Some seven years after Wee Sing Guan executed fraudulent transactions were discovered by Sembcorp Marine’s management as the company prepared its financials for the third quarter of 2007 results due on November 1, 2007, Singaporean officials have taken the decision to send Mr. Guan to jail in order to send what Deputy Chief District Judge Jennifer Marie considered to be a strong message to all.

Back in 1997, Merrill Lynch analyst Choo Tse Wei reported to his firm on October 23 that year that Mr. Guan, who has been at Sembcorp Marine since 1974, had entered into a series of unauthorised FX transactions. The company’s shares plummeted from an all time high of $5.60 at close of business the previous Friday, meaning that by Tuesday the following week, as a result of the substantial losses generated by the FX transactions, the company had lost 17.5% of its overall value.

Lan Luh Luh of the National Univeristy of Singapore’s Business School explained on October 29, 2007 that questions were being asked as to how such a breach could happen within such a prudent, blue-chip company which was part owned by the Singaporean government alongside private investment giant Temasek Holdings.

So drastic was the effect on the FX fraud that by October 22, Sembcorp Marine called for a halt in trading of its corporate stock, leading to a call being made to many traders that a block of Cosco Corporation shares was up for sale. Chinese ship repairer Cosco considers Sembcorp Marine to be a major shareholder.

After midnight on October 22, 2007, just three hours after announcing the FX loss, Sembcorp Marine stated that it had sold 39 million shares in Cosco, representing 1.7% of the entire company, for a gain of $230 million, leaving Sembcorp Marine with a 4.98% stake in Cosco.

Choo Tse Wei of Merrill Lynch explained at the time that “We believe this to be an attempt by the group to mitigate the full brunt of the foreign exchange transactions.” The FX losses amounted to $365 million by the time all costs were taken into account, which would have completely eradicated any revenues made during the 2007 financial year for Sembcorp Marine, which analysts had forecast whuld stand at $331.7 million.
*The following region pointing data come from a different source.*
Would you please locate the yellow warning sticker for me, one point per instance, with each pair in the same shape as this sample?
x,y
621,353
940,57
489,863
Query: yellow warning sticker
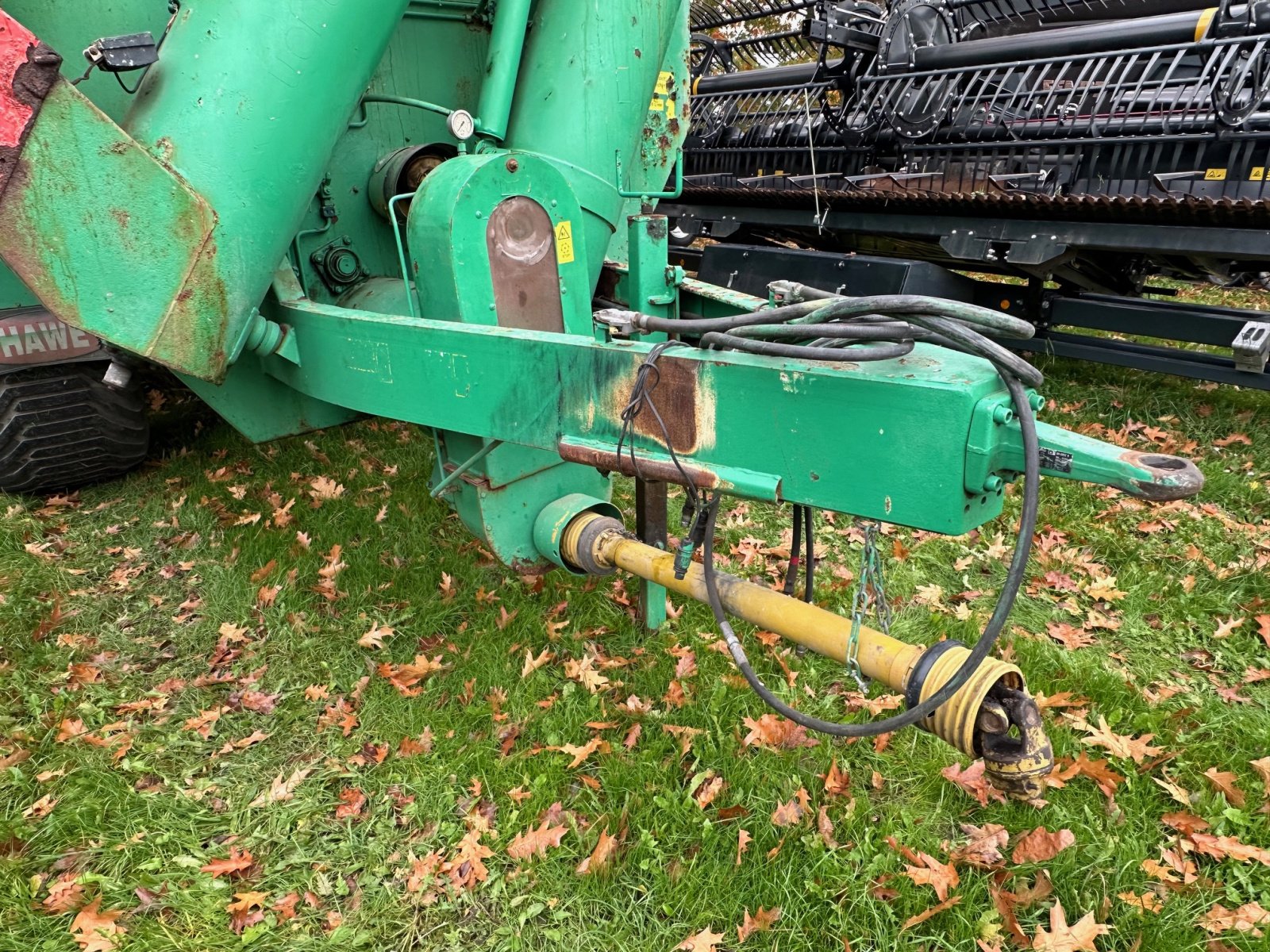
x,y
564,243
662,101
The losses had been marked to market immediately, and included a sum of $122 million (Singapore Dollars) which was already paid to a bank before the transactions were discovered.

According to a report today by Bloomberg, prosecutors had sought a jail term of four and a half years. Wee’s actions weren’t for personal gain, but to recover the company’s losses, his lawyer Julian Tay said.

“The web of lies spun by the accused led to one of the largest derivatives losses in Singapore’s corporate history,” prosecutor Ang Feng Qian said. It “inflicted substantial damage to the finances and reputation of one of Singapore’s largest listed companies,” she said.

Sembcorp Marine reached agreements with nine of the 11 banks involved to close out the transactions in U.S. dollars and euros, the company said in February 2008. Its net income in the fourth quarter of 2007 plunged 99 percent, the most in five years, because of the transactions.